# 60 millionth EF lens



## Flake (Feb 7, 2011)

Not that long ago since Canon announced the 50 millionth, in fact 10 million lenses in just 13 months, leading to comments that no wonder QC is suffering.

It's a huge amount of product and indicates the level of demand, I do wonder what the breakdown is though, especially with L lenses and EF-s versions. How many of these go into kits or bundles?

Anyone know the figures for competing companies?


----------



## neuroanatomist (Feb 7, 2011)

Flake said:


> It's a huge amount of product and indicates the level of demand, I do wonder what the breakdown is though, especially with L lenses and EF-s versions. How many of these go into kits or bundles?



I suspect that >75% of lenses that Canon sells are the kit lenses (excluding the 5DII 'kit lens').
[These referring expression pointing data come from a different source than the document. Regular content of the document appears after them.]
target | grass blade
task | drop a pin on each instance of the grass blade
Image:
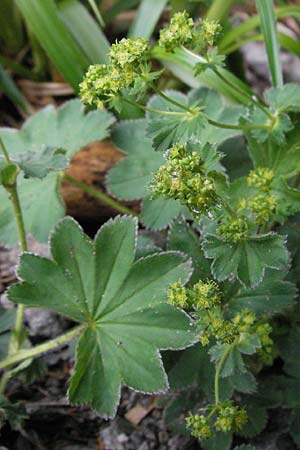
(97, 13)
(268, 27)
(85, 31)
(12, 34)
(10, 89)
(288, 43)
(147, 17)
(44, 22)
(233, 36)
(181, 63)
(218, 10)
(117, 8)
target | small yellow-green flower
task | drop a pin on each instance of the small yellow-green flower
(234, 229)
(177, 295)
(261, 178)
(178, 32)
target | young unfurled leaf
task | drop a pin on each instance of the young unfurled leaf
(122, 304)
(246, 259)
(169, 129)
(68, 128)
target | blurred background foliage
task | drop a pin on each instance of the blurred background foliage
(47, 45)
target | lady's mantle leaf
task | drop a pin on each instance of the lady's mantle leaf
(247, 259)
(67, 128)
(169, 129)
(122, 303)
(129, 179)
(272, 296)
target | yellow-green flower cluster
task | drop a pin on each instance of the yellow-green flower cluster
(263, 206)
(207, 33)
(199, 426)
(265, 352)
(234, 229)
(261, 178)
(183, 178)
(128, 53)
(177, 295)
(205, 295)
(182, 30)
(223, 417)
(127, 62)
(178, 32)
(214, 326)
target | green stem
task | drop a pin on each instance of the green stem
(170, 100)
(218, 371)
(155, 111)
(210, 121)
(238, 127)
(42, 348)
(254, 100)
(16, 336)
(101, 196)
(4, 151)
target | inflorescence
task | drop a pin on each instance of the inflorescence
(128, 65)
(184, 178)
(224, 416)
(182, 30)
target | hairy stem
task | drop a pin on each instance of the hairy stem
(218, 371)
(101, 196)
(238, 127)
(210, 121)
(15, 341)
(254, 100)
(4, 151)
(155, 111)
(42, 348)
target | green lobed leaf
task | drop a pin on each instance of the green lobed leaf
(233, 364)
(243, 382)
(247, 259)
(286, 98)
(257, 421)
(158, 213)
(67, 127)
(192, 367)
(122, 304)
(169, 129)
(182, 237)
(273, 296)
(265, 9)
(129, 179)
(219, 441)
(38, 165)
(295, 426)
(282, 158)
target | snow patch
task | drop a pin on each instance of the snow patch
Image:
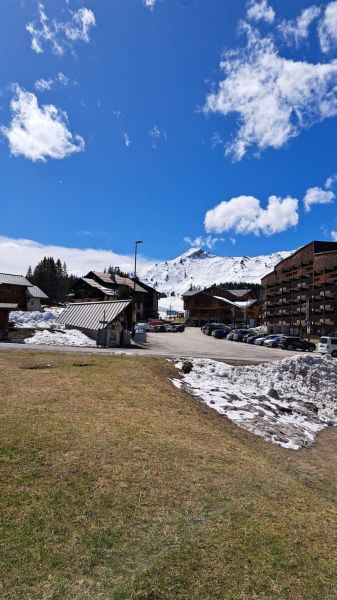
(286, 402)
(35, 319)
(61, 338)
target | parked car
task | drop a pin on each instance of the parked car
(271, 338)
(274, 341)
(169, 327)
(219, 333)
(253, 336)
(207, 329)
(230, 335)
(239, 334)
(260, 339)
(296, 343)
(328, 345)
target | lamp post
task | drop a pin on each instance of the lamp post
(134, 281)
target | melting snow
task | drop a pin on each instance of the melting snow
(286, 402)
(61, 338)
(35, 319)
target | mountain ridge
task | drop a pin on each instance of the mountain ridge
(199, 268)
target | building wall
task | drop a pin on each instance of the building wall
(202, 308)
(15, 294)
(4, 323)
(300, 295)
(33, 304)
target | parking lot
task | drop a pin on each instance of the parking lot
(194, 343)
(191, 343)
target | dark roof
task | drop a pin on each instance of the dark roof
(115, 279)
(14, 279)
(238, 293)
(8, 306)
(34, 292)
(192, 292)
(106, 290)
(89, 315)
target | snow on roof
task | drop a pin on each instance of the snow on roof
(243, 304)
(115, 279)
(89, 315)
(238, 292)
(95, 284)
(34, 292)
(8, 306)
(14, 279)
(192, 292)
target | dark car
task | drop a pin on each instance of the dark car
(219, 333)
(230, 335)
(207, 329)
(296, 343)
(251, 337)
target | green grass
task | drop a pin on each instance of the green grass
(117, 486)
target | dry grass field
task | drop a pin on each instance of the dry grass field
(117, 486)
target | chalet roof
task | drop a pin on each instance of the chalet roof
(95, 284)
(8, 306)
(10, 279)
(192, 292)
(238, 292)
(89, 315)
(34, 292)
(115, 279)
(243, 304)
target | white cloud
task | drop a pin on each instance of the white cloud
(39, 133)
(297, 30)
(17, 254)
(150, 4)
(260, 10)
(317, 195)
(244, 215)
(43, 85)
(127, 140)
(156, 134)
(200, 241)
(216, 139)
(327, 29)
(330, 182)
(60, 35)
(274, 97)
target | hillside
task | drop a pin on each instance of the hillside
(201, 269)
(116, 485)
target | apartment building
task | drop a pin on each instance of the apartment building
(300, 295)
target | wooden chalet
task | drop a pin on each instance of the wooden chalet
(99, 286)
(220, 305)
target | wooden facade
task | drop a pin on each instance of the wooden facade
(300, 295)
(98, 286)
(219, 305)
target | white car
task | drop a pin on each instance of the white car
(328, 345)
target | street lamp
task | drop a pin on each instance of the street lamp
(134, 283)
(135, 273)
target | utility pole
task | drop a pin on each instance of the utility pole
(134, 282)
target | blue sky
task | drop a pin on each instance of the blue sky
(149, 138)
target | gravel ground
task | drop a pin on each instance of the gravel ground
(190, 343)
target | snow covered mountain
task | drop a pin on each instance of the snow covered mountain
(199, 268)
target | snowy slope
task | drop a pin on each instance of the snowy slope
(199, 268)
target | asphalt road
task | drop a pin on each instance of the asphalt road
(191, 343)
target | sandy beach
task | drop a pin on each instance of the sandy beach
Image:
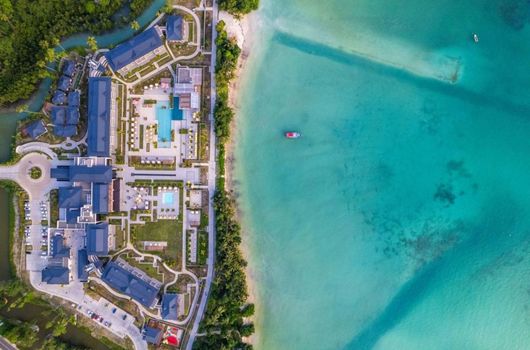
(244, 31)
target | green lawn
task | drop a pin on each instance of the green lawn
(169, 231)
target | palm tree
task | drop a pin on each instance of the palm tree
(23, 108)
(92, 43)
(135, 25)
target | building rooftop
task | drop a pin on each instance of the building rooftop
(56, 275)
(64, 83)
(99, 90)
(128, 52)
(69, 68)
(100, 198)
(169, 309)
(153, 335)
(97, 239)
(70, 200)
(174, 27)
(59, 250)
(82, 262)
(65, 131)
(62, 115)
(74, 98)
(94, 174)
(70, 197)
(127, 283)
(35, 129)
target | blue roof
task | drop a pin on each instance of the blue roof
(64, 83)
(74, 98)
(127, 283)
(169, 307)
(82, 262)
(100, 198)
(72, 215)
(176, 112)
(63, 116)
(95, 174)
(59, 250)
(152, 335)
(70, 201)
(35, 129)
(99, 116)
(65, 131)
(174, 27)
(70, 197)
(56, 275)
(97, 239)
(59, 97)
(133, 49)
(69, 68)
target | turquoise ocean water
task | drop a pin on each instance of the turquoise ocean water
(401, 218)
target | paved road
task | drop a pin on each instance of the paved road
(211, 188)
(6, 345)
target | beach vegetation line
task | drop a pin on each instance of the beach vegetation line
(223, 323)
(238, 7)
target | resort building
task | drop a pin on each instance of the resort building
(69, 68)
(64, 83)
(82, 265)
(58, 249)
(59, 97)
(153, 335)
(34, 129)
(136, 52)
(97, 239)
(70, 203)
(176, 29)
(74, 98)
(187, 91)
(90, 194)
(99, 114)
(132, 282)
(65, 120)
(56, 275)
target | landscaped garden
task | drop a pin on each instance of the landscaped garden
(169, 231)
(35, 173)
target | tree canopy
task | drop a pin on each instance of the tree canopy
(29, 29)
(238, 7)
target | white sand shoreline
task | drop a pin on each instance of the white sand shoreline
(244, 34)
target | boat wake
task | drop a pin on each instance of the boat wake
(390, 52)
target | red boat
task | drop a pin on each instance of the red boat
(292, 135)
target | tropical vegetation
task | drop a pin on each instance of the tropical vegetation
(30, 29)
(223, 320)
(238, 7)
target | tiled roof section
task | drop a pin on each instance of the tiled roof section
(99, 90)
(129, 284)
(56, 275)
(97, 239)
(174, 27)
(131, 50)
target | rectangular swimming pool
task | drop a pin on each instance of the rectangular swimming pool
(163, 115)
(167, 198)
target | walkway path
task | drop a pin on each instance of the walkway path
(6, 345)
(211, 188)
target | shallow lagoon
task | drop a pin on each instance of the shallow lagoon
(400, 219)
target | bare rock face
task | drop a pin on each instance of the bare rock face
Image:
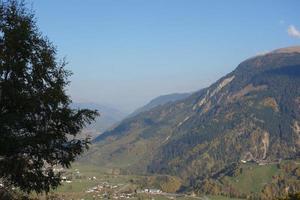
(251, 113)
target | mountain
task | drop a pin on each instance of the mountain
(250, 115)
(108, 117)
(159, 101)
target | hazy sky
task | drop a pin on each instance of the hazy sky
(125, 52)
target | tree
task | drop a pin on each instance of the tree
(38, 128)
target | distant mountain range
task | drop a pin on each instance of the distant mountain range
(251, 114)
(109, 116)
(159, 101)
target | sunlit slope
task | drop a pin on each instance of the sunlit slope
(251, 114)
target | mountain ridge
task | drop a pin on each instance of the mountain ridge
(250, 114)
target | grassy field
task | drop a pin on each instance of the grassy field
(253, 177)
(85, 177)
(82, 178)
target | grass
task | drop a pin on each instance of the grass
(253, 177)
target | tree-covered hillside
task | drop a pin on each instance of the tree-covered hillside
(250, 115)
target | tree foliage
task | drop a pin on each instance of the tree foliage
(38, 128)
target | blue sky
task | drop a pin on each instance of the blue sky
(125, 52)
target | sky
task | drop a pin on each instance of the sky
(123, 53)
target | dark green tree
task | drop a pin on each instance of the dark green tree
(38, 128)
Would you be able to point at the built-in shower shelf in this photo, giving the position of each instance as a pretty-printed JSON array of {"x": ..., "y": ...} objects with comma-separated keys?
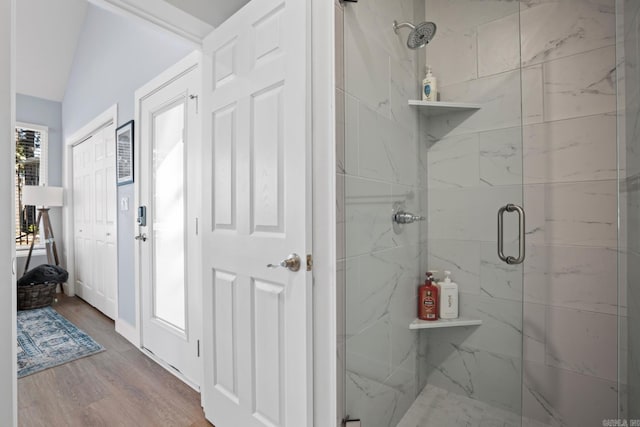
[
  {"x": 443, "y": 323},
  {"x": 431, "y": 108}
]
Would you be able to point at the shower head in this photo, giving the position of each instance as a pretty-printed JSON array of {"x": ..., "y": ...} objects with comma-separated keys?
[{"x": 420, "y": 35}]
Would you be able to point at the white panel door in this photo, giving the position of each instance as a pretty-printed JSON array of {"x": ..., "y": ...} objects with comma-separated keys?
[
  {"x": 258, "y": 343},
  {"x": 169, "y": 133},
  {"x": 104, "y": 222},
  {"x": 95, "y": 226},
  {"x": 83, "y": 205}
]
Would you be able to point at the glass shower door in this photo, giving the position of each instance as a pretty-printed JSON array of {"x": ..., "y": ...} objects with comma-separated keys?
[{"x": 456, "y": 164}]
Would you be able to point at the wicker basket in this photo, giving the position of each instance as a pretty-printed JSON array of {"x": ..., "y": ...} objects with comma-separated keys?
[{"x": 36, "y": 296}]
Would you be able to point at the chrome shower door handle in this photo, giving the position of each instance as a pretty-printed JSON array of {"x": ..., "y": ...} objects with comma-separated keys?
[{"x": 521, "y": 234}]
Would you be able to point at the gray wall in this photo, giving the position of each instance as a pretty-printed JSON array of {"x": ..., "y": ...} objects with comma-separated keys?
[
  {"x": 46, "y": 113},
  {"x": 115, "y": 56},
  {"x": 631, "y": 185}
]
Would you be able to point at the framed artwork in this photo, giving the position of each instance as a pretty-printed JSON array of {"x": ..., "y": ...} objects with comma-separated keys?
[{"x": 124, "y": 153}]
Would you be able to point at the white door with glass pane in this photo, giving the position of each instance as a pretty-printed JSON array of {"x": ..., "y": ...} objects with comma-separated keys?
[
  {"x": 256, "y": 211},
  {"x": 168, "y": 131},
  {"x": 95, "y": 220}
]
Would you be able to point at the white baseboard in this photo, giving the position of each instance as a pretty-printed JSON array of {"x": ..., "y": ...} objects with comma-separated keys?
[
  {"x": 171, "y": 370},
  {"x": 129, "y": 332},
  {"x": 69, "y": 290}
]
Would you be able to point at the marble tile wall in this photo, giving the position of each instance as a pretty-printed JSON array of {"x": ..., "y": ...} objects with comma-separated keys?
[
  {"x": 378, "y": 165},
  {"x": 550, "y": 64}
]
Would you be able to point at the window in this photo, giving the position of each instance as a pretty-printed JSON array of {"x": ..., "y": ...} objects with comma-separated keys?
[{"x": 31, "y": 163}]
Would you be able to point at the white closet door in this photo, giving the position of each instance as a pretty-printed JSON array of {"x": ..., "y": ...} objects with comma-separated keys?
[
  {"x": 95, "y": 204},
  {"x": 83, "y": 205}
]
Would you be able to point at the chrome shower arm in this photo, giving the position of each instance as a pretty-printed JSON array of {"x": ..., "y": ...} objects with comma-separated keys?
[{"x": 397, "y": 26}]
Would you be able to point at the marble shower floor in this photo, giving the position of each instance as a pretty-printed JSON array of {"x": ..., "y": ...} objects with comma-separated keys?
[{"x": 436, "y": 407}]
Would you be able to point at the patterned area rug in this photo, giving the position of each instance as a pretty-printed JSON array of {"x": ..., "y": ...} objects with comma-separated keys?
[{"x": 46, "y": 339}]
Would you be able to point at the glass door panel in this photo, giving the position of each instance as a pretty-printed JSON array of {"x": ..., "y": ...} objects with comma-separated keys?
[
  {"x": 447, "y": 168},
  {"x": 168, "y": 216}
]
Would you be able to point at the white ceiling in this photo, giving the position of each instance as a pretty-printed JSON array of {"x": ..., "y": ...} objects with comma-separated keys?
[
  {"x": 48, "y": 31},
  {"x": 46, "y": 39},
  {"x": 203, "y": 9}
]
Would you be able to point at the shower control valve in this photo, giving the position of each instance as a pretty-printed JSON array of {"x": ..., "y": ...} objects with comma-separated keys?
[{"x": 402, "y": 217}]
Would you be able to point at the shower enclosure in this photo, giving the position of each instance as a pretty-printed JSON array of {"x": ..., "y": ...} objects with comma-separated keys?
[{"x": 521, "y": 172}]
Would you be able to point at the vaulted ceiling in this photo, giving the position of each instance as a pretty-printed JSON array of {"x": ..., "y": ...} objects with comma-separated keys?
[
  {"x": 46, "y": 39},
  {"x": 48, "y": 30}
]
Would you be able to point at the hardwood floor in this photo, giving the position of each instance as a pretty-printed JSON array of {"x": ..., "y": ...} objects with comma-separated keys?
[{"x": 118, "y": 387}]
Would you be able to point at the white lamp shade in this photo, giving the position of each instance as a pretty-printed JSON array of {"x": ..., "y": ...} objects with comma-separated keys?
[{"x": 34, "y": 195}]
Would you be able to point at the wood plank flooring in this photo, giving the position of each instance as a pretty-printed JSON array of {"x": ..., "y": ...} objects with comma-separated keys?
[{"x": 118, "y": 387}]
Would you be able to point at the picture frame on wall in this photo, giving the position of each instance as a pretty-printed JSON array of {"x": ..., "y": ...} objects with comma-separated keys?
[{"x": 124, "y": 153}]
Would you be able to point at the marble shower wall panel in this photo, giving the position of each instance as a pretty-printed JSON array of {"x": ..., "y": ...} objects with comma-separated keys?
[
  {"x": 570, "y": 176},
  {"x": 631, "y": 186},
  {"x": 474, "y": 166},
  {"x": 380, "y": 165},
  {"x": 549, "y": 65}
]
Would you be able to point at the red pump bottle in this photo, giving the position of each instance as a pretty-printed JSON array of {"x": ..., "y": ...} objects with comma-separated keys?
[{"x": 428, "y": 300}]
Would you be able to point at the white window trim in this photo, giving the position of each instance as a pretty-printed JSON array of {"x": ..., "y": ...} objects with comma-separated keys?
[{"x": 21, "y": 251}]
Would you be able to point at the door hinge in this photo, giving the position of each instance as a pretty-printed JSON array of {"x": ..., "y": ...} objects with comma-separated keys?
[{"x": 196, "y": 98}]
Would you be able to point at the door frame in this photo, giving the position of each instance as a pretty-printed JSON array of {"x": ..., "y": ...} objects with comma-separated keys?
[
  {"x": 174, "y": 72},
  {"x": 323, "y": 140},
  {"x": 102, "y": 120}
]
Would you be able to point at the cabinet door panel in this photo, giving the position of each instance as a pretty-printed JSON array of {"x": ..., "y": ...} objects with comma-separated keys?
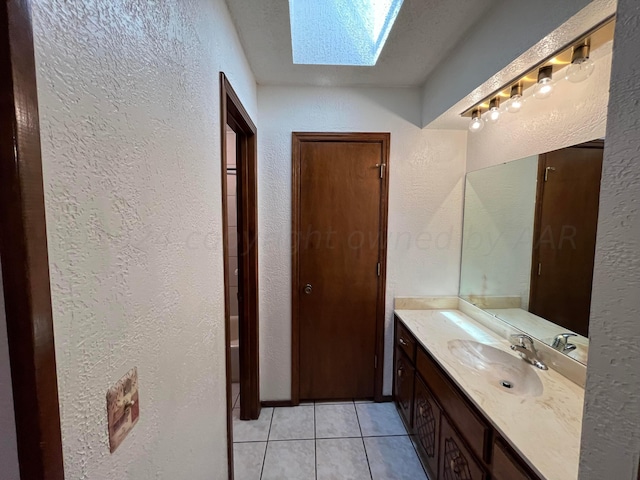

A recent article suggested that 70-80% of Canon lenses are produced in Taiwan, meaning the cheaper EF-S lenses, the nifty-fifty, and the 75-300mm III.


----------



## JLN (Feb 11, 2011)

IIRC my old nifty fifty was made in malaysia, rather than taiwan.
Though i've also seen some that are made in japan


----------



## match14 (Mar 1, 2011)

When you consider that the EF mount was only launched in 1987 then 60 million lenses is a lot in that space of time.

Nikon passed the 50 million mark for F-mount lenses last year but the F-mount has been around since before 1987, not sure when.


----------